Sheela-na-gig (present location), Cork City, Co. Cork
Co. Cork |
Ecclesiastical Sites
A rectangular stone slab in Cork Public Museum carries one of Ireland's more quietly unsettling carvings: a sheela-na-gig, the term given to the stylised female figures found on medieval Irish churches, castles, and loose stones, whose explicit posture has prompted centuries of debate about their purpose and meaning.
This particular figure is worked in raised relief, her large head dominating a flat-chested body, arms running down to curve inward, legs straight with feet turned inwards and touching at the toes. The pose is formulaic in the way that sheela-na-gigs often are, yet the specifics of the carving, the plainness of the body, the deliberate geometry of the limbs, give it a strangely formal quality, as if the mason were following a very precise instruction.

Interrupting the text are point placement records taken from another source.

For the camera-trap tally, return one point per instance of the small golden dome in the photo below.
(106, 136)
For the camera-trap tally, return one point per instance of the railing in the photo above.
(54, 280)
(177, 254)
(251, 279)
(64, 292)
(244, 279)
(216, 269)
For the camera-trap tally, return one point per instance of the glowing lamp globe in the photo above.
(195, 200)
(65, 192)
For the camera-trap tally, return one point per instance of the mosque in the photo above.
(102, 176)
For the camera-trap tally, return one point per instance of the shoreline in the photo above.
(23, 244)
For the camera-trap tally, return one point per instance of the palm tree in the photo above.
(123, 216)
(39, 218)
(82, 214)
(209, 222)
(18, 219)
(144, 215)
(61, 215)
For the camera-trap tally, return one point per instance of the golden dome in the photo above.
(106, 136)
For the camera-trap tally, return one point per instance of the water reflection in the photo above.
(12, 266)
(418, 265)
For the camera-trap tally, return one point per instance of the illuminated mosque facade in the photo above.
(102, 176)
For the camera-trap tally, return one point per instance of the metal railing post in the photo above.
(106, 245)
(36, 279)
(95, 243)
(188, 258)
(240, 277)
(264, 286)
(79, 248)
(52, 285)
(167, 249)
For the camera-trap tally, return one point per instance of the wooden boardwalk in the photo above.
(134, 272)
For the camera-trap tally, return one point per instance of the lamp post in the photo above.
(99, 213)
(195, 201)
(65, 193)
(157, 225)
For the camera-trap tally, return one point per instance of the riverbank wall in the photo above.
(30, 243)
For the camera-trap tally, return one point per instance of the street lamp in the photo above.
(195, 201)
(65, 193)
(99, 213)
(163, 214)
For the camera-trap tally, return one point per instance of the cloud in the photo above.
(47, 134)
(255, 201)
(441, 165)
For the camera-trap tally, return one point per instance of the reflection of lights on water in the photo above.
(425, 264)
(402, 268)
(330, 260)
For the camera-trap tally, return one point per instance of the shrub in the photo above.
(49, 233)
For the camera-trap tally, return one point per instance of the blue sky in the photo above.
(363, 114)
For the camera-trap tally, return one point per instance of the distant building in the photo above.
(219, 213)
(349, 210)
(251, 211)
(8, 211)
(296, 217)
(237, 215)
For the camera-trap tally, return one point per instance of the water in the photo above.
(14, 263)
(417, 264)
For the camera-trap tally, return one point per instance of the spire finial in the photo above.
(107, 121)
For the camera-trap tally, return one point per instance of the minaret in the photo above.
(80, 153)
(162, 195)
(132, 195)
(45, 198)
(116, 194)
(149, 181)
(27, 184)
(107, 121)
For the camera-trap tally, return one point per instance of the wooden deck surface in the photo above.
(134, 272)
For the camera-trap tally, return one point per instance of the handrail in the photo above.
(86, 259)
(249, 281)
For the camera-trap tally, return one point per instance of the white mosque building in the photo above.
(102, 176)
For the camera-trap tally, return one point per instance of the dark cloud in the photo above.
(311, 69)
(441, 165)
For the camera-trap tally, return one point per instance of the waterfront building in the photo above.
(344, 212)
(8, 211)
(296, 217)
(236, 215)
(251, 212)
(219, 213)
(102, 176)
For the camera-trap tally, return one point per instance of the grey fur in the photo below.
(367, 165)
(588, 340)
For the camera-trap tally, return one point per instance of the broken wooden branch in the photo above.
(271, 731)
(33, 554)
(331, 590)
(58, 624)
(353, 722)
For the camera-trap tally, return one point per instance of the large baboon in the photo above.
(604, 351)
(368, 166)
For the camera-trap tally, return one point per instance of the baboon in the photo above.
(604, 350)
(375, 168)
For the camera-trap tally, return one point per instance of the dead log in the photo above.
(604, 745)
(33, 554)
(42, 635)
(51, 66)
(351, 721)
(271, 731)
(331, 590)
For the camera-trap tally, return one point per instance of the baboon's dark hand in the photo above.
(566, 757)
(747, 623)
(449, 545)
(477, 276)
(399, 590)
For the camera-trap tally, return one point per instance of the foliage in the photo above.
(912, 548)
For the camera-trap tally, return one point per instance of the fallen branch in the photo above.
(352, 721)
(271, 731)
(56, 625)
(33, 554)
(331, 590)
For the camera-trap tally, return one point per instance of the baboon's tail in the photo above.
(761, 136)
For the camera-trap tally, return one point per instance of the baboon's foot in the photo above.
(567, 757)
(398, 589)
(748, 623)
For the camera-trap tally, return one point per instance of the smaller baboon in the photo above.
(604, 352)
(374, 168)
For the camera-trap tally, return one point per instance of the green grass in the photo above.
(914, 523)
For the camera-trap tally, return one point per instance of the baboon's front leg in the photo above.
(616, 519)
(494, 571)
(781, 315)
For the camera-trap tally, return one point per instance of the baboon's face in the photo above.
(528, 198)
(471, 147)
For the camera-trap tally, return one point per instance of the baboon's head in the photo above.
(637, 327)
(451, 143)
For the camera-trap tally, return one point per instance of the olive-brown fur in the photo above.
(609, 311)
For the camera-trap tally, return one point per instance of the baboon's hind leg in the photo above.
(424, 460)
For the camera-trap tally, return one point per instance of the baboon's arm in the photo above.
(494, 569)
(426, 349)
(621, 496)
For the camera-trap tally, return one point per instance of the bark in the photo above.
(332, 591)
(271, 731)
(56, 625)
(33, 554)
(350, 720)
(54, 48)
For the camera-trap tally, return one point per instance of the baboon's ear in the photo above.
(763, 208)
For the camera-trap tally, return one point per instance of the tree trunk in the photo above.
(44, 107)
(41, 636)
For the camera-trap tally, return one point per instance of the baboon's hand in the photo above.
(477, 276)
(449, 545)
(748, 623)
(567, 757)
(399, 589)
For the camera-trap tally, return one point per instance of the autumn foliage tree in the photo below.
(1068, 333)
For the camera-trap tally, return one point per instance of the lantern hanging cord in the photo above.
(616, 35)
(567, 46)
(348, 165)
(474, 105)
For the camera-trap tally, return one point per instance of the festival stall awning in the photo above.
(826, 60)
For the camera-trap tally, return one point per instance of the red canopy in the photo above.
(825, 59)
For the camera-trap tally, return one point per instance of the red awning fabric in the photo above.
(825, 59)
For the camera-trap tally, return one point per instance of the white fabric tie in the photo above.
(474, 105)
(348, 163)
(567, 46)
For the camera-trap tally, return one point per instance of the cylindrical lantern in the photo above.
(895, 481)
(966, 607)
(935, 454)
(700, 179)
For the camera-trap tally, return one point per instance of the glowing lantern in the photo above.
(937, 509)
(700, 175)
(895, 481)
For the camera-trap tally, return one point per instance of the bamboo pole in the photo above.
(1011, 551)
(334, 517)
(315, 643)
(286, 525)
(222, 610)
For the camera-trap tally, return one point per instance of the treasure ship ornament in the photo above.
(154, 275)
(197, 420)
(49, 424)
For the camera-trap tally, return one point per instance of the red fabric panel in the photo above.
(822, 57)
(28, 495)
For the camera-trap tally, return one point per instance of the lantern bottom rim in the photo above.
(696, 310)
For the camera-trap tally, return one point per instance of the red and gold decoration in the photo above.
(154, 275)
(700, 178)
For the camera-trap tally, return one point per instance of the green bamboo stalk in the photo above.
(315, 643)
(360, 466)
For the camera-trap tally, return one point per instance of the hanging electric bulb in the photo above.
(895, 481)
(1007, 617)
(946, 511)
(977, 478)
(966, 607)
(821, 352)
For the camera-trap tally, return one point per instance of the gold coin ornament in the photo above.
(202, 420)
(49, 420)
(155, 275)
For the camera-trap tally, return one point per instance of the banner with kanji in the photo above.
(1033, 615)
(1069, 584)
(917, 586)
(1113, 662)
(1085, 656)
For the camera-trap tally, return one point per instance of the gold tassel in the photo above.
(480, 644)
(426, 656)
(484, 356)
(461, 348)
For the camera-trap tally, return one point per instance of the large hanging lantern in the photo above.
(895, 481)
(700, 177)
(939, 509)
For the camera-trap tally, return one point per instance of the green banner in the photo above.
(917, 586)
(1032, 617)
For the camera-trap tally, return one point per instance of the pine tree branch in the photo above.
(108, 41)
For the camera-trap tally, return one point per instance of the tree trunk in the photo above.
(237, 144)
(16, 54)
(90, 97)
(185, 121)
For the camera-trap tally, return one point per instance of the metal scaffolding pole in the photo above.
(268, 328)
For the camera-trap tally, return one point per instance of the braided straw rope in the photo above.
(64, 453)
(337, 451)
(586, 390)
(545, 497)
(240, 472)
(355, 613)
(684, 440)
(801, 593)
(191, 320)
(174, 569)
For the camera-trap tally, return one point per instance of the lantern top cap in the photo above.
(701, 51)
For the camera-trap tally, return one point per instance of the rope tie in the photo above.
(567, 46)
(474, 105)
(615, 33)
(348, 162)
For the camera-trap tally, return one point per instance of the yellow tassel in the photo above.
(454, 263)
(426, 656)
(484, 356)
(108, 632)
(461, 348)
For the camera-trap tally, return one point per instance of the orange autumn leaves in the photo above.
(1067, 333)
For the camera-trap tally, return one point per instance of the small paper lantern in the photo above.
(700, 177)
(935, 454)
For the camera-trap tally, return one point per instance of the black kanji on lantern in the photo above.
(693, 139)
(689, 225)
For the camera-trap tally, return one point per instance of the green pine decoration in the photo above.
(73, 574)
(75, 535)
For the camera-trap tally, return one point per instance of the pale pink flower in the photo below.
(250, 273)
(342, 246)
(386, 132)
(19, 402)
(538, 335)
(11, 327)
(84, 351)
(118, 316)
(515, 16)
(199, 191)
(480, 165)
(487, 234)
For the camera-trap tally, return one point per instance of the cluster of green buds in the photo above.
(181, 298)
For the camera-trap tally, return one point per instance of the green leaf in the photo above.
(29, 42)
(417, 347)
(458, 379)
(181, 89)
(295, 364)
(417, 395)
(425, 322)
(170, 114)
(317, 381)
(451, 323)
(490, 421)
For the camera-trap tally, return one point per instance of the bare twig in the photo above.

The slab's origins are uncertain, which is itself part of what makes it interesting. It has been tentatively linked to a pair of figures once associated with Ringaskiddy, a harbour settlement on the southern shore of Cork Harbour. A researcher named Guest, writing in 1936, noted those Ringaskiddy figures as being held in a private garden, but was unable to locate them. Whether this museum piece is one of that pair remains unresolved. The original find spot is recorded separately, suggesting the slab had already left its first home before it entered the museum's collection.